The loss of former President Joyce Banda, as People’s Party Presidential candidate, has also shown that women are still lagging behind men putting the 50-50 campaign initiative at the verge of collapse.

This is despite NGO-Gender Coordinating Network (NGO-GCN) carrying out massive campaign promoting the need for women representation and urging the electorate to vote for female candidates.

Official results by the Malawi Electoral Commission (MEC) show that 32 women out of 261 who vied for parliamentary seats won. This is in contrast to 2009 when 43 women were elected as lawmakers in the 193 member house.

Funded by the Norwegian Embassy in Lilongwe, NGO-GCN embarked on the 50-50 campaign to increase the number of female MPs from the previous 43.

A breakdown of Local Government Elections results released by the Malawi Electoral Commission (MEC) has also shown flop of women in the polls.

The results have shown that of the 457 councilors elected during the last elections, there are only 56 women who have made it and the rest 401 are men.

The ruling Democratic Progressive Party (DPP) got more seats totaling to 165 councilors seats followed by Malawi Congress Party (MCP) which got 131 seats.

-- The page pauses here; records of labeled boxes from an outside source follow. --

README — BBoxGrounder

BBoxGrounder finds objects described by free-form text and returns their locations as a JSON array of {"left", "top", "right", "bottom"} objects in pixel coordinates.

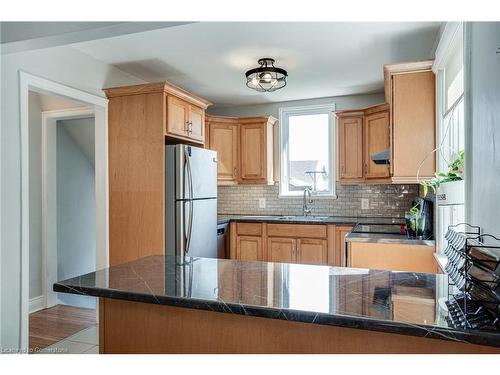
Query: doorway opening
[{"left": 21, "top": 73, "right": 108, "bottom": 353}]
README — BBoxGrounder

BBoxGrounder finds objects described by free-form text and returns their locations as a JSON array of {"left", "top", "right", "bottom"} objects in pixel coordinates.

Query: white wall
[
  {"left": 56, "top": 118, "right": 96, "bottom": 308},
  {"left": 208, "top": 93, "right": 385, "bottom": 118},
  {"left": 0, "top": 47, "right": 142, "bottom": 348},
  {"left": 466, "top": 22, "right": 500, "bottom": 237},
  {"left": 28, "top": 93, "right": 43, "bottom": 299}
]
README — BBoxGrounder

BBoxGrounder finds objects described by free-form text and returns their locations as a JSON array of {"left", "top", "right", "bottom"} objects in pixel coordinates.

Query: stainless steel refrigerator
[{"left": 165, "top": 145, "right": 217, "bottom": 258}]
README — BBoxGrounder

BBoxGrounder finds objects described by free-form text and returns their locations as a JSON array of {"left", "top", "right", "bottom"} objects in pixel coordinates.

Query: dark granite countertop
[
  {"left": 345, "top": 232, "right": 436, "bottom": 246},
  {"left": 217, "top": 215, "right": 404, "bottom": 225},
  {"left": 54, "top": 256, "right": 500, "bottom": 347}
]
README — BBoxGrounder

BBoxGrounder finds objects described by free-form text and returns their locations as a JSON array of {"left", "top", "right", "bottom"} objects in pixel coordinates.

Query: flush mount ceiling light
[{"left": 245, "top": 57, "right": 288, "bottom": 92}]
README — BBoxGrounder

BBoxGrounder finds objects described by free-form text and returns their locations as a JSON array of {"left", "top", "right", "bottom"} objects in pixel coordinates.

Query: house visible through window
[
  {"left": 280, "top": 105, "right": 334, "bottom": 196},
  {"left": 436, "top": 28, "right": 467, "bottom": 252}
]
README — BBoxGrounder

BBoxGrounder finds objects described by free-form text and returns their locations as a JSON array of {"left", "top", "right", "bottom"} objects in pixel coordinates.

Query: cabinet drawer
[
  {"left": 236, "top": 223, "right": 262, "bottom": 236},
  {"left": 267, "top": 224, "right": 326, "bottom": 238}
]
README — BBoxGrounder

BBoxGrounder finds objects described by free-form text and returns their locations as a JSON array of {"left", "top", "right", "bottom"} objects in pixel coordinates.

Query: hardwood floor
[{"left": 29, "top": 305, "right": 97, "bottom": 352}]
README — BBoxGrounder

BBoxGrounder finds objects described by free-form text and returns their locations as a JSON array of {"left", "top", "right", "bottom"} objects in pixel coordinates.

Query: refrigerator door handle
[{"left": 184, "top": 147, "right": 193, "bottom": 255}]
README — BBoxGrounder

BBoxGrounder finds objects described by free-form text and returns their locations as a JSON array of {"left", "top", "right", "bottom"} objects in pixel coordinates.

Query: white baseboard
[{"left": 29, "top": 295, "right": 45, "bottom": 314}]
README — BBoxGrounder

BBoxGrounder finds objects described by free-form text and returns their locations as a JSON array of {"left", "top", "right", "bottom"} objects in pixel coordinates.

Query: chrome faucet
[{"left": 302, "top": 187, "right": 314, "bottom": 216}]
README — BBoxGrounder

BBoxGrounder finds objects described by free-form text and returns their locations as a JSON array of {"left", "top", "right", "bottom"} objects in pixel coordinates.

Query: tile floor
[{"left": 40, "top": 325, "right": 99, "bottom": 354}]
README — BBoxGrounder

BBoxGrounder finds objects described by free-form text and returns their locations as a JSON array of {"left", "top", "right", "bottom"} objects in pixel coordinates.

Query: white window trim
[
  {"left": 278, "top": 103, "right": 337, "bottom": 199},
  {"left": 432, "top": 22, "right": 468, "bottom": 253}
]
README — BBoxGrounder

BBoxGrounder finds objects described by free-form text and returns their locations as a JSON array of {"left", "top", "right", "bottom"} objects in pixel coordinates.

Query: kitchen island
[{"left": 54, "top": 256, "right": 500, "bottom": 353}]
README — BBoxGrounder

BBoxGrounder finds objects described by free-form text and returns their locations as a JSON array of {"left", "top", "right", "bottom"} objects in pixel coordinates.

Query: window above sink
[{"left": 280, "top": 104, "right": 335, "bottom": 197}]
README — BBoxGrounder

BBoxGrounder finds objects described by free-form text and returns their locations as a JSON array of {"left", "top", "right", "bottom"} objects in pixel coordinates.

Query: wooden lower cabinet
[
  {"left": 297, "top": 238, "right": 328, "bottom": 265},
  {"left": 230, "top": 222, "right": 342, "bottom": 266},
  {"left": 236, "top": 236, "right": 264, "bottom": 260},
  {"left": 333, "top": 225, "right": 353, "bottom": 267},
  {"left": 267, "top": 237, "right": 297, "bottom": 263},
  {"left": 347, "top": 242, "right": 437, "bottom": 273}
]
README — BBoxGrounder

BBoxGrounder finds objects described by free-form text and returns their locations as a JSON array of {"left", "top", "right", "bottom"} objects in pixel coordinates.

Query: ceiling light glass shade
[{"left": 245, "top": 57, "right": 288, "bottom": 92}]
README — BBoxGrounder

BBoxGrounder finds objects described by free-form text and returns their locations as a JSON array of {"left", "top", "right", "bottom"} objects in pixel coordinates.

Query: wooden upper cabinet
[
  {"left": 188, "top": 105, "right": 205, "bottom": 142},
  {"left": 364, "top": 107, "right": 391, "bottom": 178},
  {"left": 165, "top": 95, "right": 205, "bottom": 143},
  {"left": 206, "top": 116, "right": 277, "bottom": 185},
  {"left": 165, "top": 95, "right": 189, "bottom": 137},
  {"left": 267, "top": 237, "right": 297, "bottom": 263},
  {"left": 240, "top": 123, "right": 267, "bottom": 182},
  {"left": 104, "top": 82, "right": 210, "bottom": 265},
  {"left": 338, "top": 113, "right": 363, "bottom": 182},
  {"left": 207, "top": 117, "right": 239, "bottom": 185},
  {"left": 297, "top": 238, "right": 328, "bottom": 264},
  {"left": 384, "top": 61, "right": 436, "bottom": 183}
]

NGO-GCN Chairperson Emma Kaliya expressed disappointment with the development saying it is discouraging to see that women are still lagging behind men.

She could not say the real reason for the poor performance by women.

“Malawian voters decided not to vote for women and there is nothing we can do,“ Kaliya was quoted by The Nation newspapers as saying.

“Again, there is high competition these days because people believe that going to Parliament is part of employment.”

Cultural beliefs and political affiliations are some of the reasons contestants and commentators say could have contributed to the poor performance of the female candidates in the just ended elections.

Malawi still ranks as one of the countries with low female representation not only in the SADC region but in the world.